Reel Reviews | Freakier Friday

Two women looking intently at something, surrounded by stuffed animals.

by Charles Kirkland, Jr.

Jamie Lee Curtis and Lindsay Lohan reprise their roles as Tess and Anna Coleman in the eagerly anticipated sequel to the Disney classic Freaky Friday called Freakier Friday.

Surfer girl Harper Coleman’s (Julia Butters) life is thrown into a downward spiral when her mother Anna decides to get married to the father of her opponent in school, Lily Reyes, a pretentious, fashion-forward girl with a British accent.  With the prospect of being step-sisters as a motivation, the two girls form a tenuous alliance to break up their parents’ upcoming wedding. Unbeknownst to the girls, when you try to mess with people out of a lack of understanding, the Coleman family has a quite atypical force that rectifies the problem.  Let the switching begin!

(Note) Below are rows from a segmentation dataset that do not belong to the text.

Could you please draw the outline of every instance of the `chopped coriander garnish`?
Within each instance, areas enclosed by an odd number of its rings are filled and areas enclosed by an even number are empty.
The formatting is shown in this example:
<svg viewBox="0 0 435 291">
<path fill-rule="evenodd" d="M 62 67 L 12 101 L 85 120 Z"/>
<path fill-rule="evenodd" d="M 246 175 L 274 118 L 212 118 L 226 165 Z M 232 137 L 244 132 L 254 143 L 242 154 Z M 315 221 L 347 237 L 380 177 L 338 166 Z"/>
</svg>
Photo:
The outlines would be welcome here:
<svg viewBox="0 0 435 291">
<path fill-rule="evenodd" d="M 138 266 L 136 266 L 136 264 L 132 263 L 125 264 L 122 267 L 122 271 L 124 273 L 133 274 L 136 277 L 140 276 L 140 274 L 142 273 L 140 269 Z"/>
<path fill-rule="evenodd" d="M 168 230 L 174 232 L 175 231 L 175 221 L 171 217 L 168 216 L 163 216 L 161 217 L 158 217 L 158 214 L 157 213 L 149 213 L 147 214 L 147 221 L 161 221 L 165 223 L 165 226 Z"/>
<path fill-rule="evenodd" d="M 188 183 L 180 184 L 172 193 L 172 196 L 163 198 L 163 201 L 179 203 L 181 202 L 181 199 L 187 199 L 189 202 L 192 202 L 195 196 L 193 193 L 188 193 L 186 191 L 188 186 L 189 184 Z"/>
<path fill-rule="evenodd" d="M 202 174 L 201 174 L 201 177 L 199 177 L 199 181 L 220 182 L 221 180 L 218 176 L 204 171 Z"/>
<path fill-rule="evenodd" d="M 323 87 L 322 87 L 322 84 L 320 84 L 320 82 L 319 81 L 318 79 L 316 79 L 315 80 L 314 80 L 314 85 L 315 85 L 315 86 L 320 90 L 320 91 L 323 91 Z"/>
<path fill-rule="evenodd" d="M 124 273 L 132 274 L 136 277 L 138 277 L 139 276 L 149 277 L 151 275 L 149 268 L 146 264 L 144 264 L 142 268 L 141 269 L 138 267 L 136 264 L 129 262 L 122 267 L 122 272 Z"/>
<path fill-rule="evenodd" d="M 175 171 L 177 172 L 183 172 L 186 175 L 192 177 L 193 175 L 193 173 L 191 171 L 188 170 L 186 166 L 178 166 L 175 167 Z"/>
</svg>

The screenplay for Freakier Friday is written by Jordan Weiss from a story by Elyse Hollander and Jordan Weiss, based on the book “Freaky Friday” by Mary Rodgers. The film stars Oscar winner Jamie Lee Curtis and Lindsay Lohan with Julia Butters, Sophia Hammons, Manny Jacinto, Maitreyi Ramakrishnan, Rosalind Chao, Chad Michael Murray, and Mark Harmon. The film is directed by Nisha Ganatra (Late Night, The High Note).

Freakier Friday is the latest in a long line of films based on the book by Mary Rodgers’ book.  Disney first made a film in 1976 that starred a young Jodie Foster.  A second version of the film was released in 1995 starring Shelley Long and Gaby Hoffmann.  Although there was a television movie made based on a sequel novel of Rodgers’ Freaky Friday series, Freakier is the first feature film sequel in the franchise’s history.  It follows events that occurred in the 2003 version of the film and reunites Lohan and Curtis in a movie for the first time in over twenty years.

At one time, Nisha Ganatra appeared to be on course for being one of the hot new directors.  In 2019, after she directed the well-received, Sundance premiere film Late Night starring Mindy Kaling and Emma Thompson, she seemed to be heading on an upward track, making a transition from television work onto the big screen.  The next year, after completing The High Note starring Tracee Ellis-Ross, Dakota Johnson and Kelvin Harrison Jr, she retreated to television for a couple of projects but had been absent from the world of feature films. Until now.  In a surprising announcement, Ganatra was given the reins by Disney over this sequel.

Believe it or not, Freaky Friday (2003) is considered a Disney classic.  It strays a bit from the book with different characters and a story, but it was a fun movie that was enjoyed by a generation.  This movie honors the original spirit of the movie (maybe a bit too much) and builds its own at the same time.  Instead of two people switching, there are four (Anna, Tess, Harper, and Lily).  The story is kind of a mash-up between the first movie and The Parent Trap, but it goes in its direction.

The gang is all here.  Mark Harmon, Chad Michael Murray, Pink Slip (Christina Vidal and Haley Hudson), and more.  Almost everyone alive from the first film is in this sequel, twenty-two years later, reprising the roles and jokes from that movie.  Jamie Lee Curtis is hilarious, especially when she is trolling the “I’m so old” jokes that were classic from the first film.  They are funnier this time around because Curtis is older, and they don’t hold back on that fact either.  She is a really good sport for that.

In the same vein, one of the big drawbacks to this film is the large number of cameos and references to the first movie.  There are so many throwbacks that watching the first film is almost a prerequisite to completely getting all the humor in this movie.  Of course, there are plot holes and inconsistencies just like in the first, but when you are making a movie about switching bodies, you are kinda making it up as you go along.

Rated PG for thematic elements, rude humor, language, and some suggestive references, Freakier Friday is a super-cool throwback to a time when movies were just for fun and family.  There are no dinosaurs, car crashes, or superheroes, but silly comedy and a rocking soundtrack that everyone can enjoy. So turn off your reality meters, sit back, and enjoy the hijinks.  It’s better that way.

Freakier Friday can be seen in theaters on August 8, 2025.